Is this maximum professionalization linked to the increasing recruitment of versatile journalists?
Yes, we are talking about mobile journalists, as comfortable speaking as in writing or behind a camera. We are in the porosity of skills. This is why, beyond the grade, we will look at what is publishable or not among our students through their respective work. We insist on versatility, yes, but also on solution journalism and many other levers. Their productions can very well appear in a CV and, thus, increase their chances of being hired under contract.
“Permanently in tune with developments in the sector”
What is the objective of the many organized master classes?
In addition to the courses provided by working journalists, we organize master class with personalities from the profession. They come to discuss their journey, their trajectory, to give their advice. It is important for the school to be constantly in touch with developments in the sector. This is why we have set up a professional development council, itself made up of journalists, top reporters and producers. Being Qualiopi certified, we ensure that each student is well trained and placed in a company at the end of their course.

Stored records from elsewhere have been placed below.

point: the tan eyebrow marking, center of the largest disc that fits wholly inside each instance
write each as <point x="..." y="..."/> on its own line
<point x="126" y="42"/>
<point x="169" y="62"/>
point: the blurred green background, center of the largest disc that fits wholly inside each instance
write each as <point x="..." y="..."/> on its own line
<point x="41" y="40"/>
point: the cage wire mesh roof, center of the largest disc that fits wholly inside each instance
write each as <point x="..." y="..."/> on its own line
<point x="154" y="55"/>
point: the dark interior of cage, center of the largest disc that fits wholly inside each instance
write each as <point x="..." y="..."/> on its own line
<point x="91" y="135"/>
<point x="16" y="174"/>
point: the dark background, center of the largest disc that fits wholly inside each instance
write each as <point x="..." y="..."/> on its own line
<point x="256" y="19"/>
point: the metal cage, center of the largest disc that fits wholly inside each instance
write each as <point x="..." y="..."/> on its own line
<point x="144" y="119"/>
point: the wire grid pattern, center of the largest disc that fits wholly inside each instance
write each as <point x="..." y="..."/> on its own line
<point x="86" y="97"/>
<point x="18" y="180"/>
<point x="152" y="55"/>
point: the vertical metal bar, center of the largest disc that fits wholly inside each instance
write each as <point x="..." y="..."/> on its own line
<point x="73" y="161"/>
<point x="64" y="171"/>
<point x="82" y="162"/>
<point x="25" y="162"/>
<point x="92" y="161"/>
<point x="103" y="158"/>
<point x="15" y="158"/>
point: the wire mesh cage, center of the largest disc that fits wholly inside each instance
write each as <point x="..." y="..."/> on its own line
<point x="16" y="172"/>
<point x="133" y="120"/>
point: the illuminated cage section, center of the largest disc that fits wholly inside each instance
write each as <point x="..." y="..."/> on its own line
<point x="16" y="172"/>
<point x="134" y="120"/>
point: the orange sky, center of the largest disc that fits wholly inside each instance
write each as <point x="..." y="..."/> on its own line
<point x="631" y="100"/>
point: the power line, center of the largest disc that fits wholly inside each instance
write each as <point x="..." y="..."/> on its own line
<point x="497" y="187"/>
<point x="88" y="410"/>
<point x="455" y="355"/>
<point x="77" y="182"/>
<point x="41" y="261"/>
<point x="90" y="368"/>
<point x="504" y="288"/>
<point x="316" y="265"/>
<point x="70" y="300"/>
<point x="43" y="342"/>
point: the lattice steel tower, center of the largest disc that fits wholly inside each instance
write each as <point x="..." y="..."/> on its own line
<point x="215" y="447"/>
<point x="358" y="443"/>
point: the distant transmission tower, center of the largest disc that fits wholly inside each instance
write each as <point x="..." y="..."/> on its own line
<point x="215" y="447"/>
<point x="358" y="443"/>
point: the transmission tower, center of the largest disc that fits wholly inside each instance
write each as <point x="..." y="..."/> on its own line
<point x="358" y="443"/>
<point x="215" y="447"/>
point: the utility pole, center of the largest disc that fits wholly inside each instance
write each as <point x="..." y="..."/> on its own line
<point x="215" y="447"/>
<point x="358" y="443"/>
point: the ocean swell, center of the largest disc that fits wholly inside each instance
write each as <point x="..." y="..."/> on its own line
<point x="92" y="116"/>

What are the prospects for the sector in terms of outlets?
Many are moving towards digital journalism and video subjects. The image and the audiovisual in general occupy an important place. Some go to work locally, others start in radio, even in production or digital communication. The placement of students reflects the image of the profession, with journalists working freelance or under contract, depending on the opportunities. Alternation is an open door to continuity. The more you improve your skills, the more you develop your network and the more you have the possibility of finding work. Our courses multiply our students’ ability to adapt.
Finally, in your opinion, how to explain such an attraction of students for journalism?
It is a responsible job that goes against what can be said on social networks. They and they come looking for a job that will solidify democracy, a sector perceived as a fourth power, in balance with the legislature, the executive and the judiciary. It is an exceptional profession in what it offers and allows. This is why we make our students aware very early on that this is not a gimmicky, glitzy job. We practice this profession by passion or vocation.